ANC leader rides gravy train in Northern Cape

For three months, both the Northern Cape agriculture department and the ZF Mgcawu district municipality became reliable cash cows for ANC provincial leader Moses Moalusi.

After being caught out, the ANC provincial executive committee member on Tuesday paid R106,206.89 back to the municipality, a Capitec bank proof of payment showed.


 Though his gross salary has not been divulged, Moalusi was paid a take home salary of R35 000 per month.

The proof of payment showed that the amount was equivalent to the consecutive three-month salary the municipality’s corporate services division paid him between February and April.

Moalusi’s double-dipping came to the fore when Cope MPL Pakes Dikgetse complained and demanded that action be taken against him.

Dikgetse alleged that in December last year, Moalusi, a Kimberley resident, accepted an employment offer as “portfolio coordinator in the department of agriculture, environmental affairs, rural development, and land reform led by MEC Galerekwe Manopole.

Upon signing, he gave the department the same Capitec bank account used this week to repay the municipality.

To execute the double-dipping, Moalusi allegedly got the job in the department, which he said, was a “fake position”.

“Nothing is called a portfolio coordinator in the office of the MEC in the ministerial handbook,” said Dikgetse, who is also a national committee member.

“The fake position undermines, duplicates and usurps the duties of functionaries in the department,” he said.

He said the conduct amounted to fraud, adding that the ZK Mcgawu municipal manager, acting head of department (HOD) in the agriculture department, Lerato wa Modise, should be held accountable.

He threatened to open a police case.

But Moalusi’s recently extended agriculture contract stated that the appointment was “as per the ministerial handbook dated 13 April 2023”.

Sunday World found only the 2022 handbook.

In Moalusi’s extended contract, Manopole said she used a provision that empowered executive members responsible for the department and public entities to appoint
portfolio coordinators at salary level 11. She said both the Kalahari Kid Corporation and the Nieuwoudtsville Rooibos Tea Corporation were also under her watch as public entities.
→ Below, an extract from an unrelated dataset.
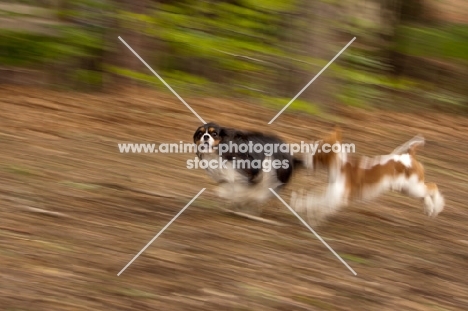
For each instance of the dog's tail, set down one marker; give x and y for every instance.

That way, she said, Moalusi was appointed at a higher salary level 11 instead of 9 – provided for MECs who run multiple departments but not public entities.

Records show that in May, the “head of ministry” in the agriculture department, Kabelo Mohibidu, wrote a letter directing Modise to extend Moalusi’s contract for seven months, which will end in December.

Mohibidu stated in the letter dated May 30 that the directive was Manopole’s wish.

A day later Modise informed Moalusi that his contract extension had been approved and he would earn R812 000 per annum. “It is trusted that you will be happy in your new capacity and will continue to render quality services,” Modise wrote to Moalusi.

A community newspaper in the province reported that the ANC had suspended Moalusi pending an investigation.

Dikgetse said on Friday: “Moalusi has paid back some of the illegally received money to the district municipality. This is an admission of guilt. If he was not exposed, he would not have repaid the money.”

“But what about the money he received from the department of agriculture?” he asked.

Questions sent to ANC provincial chairperson and Premier Zamani Saul, as well as Moalusi, were not answered at the time of going to print.